Naturpark Schlei: Im Mittelpunkt des Naturparks steht der knapp 40km lange Meeresarm Schlei. Hier werden Süß-, Brack- und Salzwasserlebensräume miteinander vereint, was sich in der Artenvielfalt widerspiegelt. [6]
Bis nach Weseby verläuft der Wanderweg entweder direkt an der Schlei oder gibt immer wieder traumhafte Blicke auf den Meeresarm frei. Ab hier nimmt der Naturparkwanderweg eine Route Richtung Inland und ich damit eine andere.

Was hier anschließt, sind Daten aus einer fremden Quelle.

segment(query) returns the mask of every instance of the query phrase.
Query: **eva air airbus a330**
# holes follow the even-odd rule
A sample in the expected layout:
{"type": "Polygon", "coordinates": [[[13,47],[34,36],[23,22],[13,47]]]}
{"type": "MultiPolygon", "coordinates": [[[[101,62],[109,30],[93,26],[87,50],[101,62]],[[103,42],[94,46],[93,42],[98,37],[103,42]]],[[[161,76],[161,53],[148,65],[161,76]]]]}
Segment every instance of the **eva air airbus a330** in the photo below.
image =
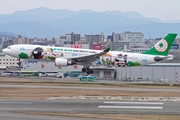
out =
{"type": "Polygon", "coordinates": [[[144,53],[129,53],[121,51],[78,49],[66,47],[51,47],[41,45],[17,44],[11,45],[3,52],[20,59],[37,59],[54,62],[55,66],[83,65],[83,72],[92,74],[91,63],[108,66],[141,66],[162,60],[172,59],[168,51],[177,34],[169,33],[144,53]]]}

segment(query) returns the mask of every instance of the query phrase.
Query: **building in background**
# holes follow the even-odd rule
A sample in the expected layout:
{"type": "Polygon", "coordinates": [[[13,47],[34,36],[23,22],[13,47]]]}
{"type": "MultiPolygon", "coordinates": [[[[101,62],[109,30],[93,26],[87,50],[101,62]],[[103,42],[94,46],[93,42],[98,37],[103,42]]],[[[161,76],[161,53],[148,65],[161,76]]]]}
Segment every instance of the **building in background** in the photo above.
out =
{"type": "Polygon", "coordinates": [[[129,48],[143,46],[145,44],[144,34],[141,32],[112,33],[112,42],[129,42],[129,48]]]}
{"type": "Polygon", "coordinates": [[[92,49],[92,45],[96,43],[104,42],[104,34],[99,35],[84,35],[84,40],[89,43],[89,48],[92,49]]]}

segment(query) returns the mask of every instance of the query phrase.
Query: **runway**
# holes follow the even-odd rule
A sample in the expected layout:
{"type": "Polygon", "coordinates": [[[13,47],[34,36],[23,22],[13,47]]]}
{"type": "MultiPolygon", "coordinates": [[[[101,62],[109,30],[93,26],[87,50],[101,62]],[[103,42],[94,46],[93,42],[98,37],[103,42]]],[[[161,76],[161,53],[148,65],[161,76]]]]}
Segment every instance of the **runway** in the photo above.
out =
{"type": "Polygon", "coordinates": [[[153,92],[180,92],[180,89],[164,88],[134,88],[134,87],[88,87],[88,86],[46,86],[46,85],[9,85],[1,84],[0,88],[47,88],[47,89],[83,89],[83,90],[124,90],[124,91],[153,91],[153,92]]]}
{"type": "Polygon", "coordinates": [[[0,113],[3,112],[179,115],[180,104],[179,102],[1,99],[0,113]]]}

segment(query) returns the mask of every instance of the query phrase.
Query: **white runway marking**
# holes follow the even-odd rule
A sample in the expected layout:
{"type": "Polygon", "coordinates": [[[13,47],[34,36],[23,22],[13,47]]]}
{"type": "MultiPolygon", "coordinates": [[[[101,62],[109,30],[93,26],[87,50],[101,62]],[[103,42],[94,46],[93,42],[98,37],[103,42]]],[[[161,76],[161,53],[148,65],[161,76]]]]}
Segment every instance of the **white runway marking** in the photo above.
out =
{"type": "Polygon", "coordinates": [[[163,109],[163,107],[152,107],[152,106],[103,106],[103,105],[100,105],[98,108],[163,109]]]}
{"type": "Polygon", "coordinates": [[[0,102],[0,104],[33,104],[33,102],[0,102]]]}
{"type": "Polygon", "coordinates": [[[106,104],[148,104],[148,105],[162,105],[160,102],[104,102],[106,104]]]}

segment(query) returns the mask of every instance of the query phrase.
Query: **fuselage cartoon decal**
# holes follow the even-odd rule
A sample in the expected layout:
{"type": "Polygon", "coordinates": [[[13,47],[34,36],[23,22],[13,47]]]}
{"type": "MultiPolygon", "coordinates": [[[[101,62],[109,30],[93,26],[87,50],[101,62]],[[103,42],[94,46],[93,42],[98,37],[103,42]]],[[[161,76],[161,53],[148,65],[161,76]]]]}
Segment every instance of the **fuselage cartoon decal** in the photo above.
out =
{"type": "Polygon", "coordinates": [[[34,59],[43,59],[43,55],[42,55],[43,52],[44,50],[42,48],[37,47],[32,51],[32,56],[34,59]]]}

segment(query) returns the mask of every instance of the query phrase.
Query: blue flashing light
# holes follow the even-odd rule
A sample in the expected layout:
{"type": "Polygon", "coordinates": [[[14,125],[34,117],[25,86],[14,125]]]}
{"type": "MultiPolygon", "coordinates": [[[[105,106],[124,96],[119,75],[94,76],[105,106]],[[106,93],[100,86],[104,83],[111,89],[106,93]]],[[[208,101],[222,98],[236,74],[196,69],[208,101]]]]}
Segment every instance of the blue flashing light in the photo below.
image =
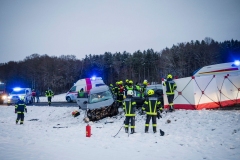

Ich habe mir einen eigenen Weg bis zum Campingplatz zusammengestellt und das war die absolut richtige Entscheidung. Auch wenn es etwas kitschig klingt, ich bin ein bisschen verzaubert von der Landschaft und den Ausblicken. Immer wieder dankbar, dass ich das gerade erleben darf.
Mein heutiger Übernachtungsplatz ist anstatt des Trekkingplatzes Wildes SH bei Kosel der Campingplatz Wees in Missunde. Hier habe ich umdisponiert, da ich am nächsten Morgen einen Bus zu meinem Startpunkt der nächsten Etappe nehmen möchte und von hier aus die Verbindung besser sind.
Und doch ist es bereits komisch auf dem Campingplatz wieder unter Menschen zu sein, nach zwei Wandertagen und einer Übernachtung allein. Schön und komisch zu gleich. Schön, weil meine Angst der letzten Nacht nun sehr beruhigt ist. Komisch, weil dieses bestimmte „Wandergefühl“ bereits eingesetzt hat. Das intensive Wahrnehmen der Umgebung, das Gefühl in der Stille versinken zu können. Und dieses Gefühl ist von den vielen Reizen auf dem Campingplatz direkt überfordert. Für die Dusche nach den zwei verschwitzten Wandertagen hat sich die Übernachtung hier aber allemal gelohnt!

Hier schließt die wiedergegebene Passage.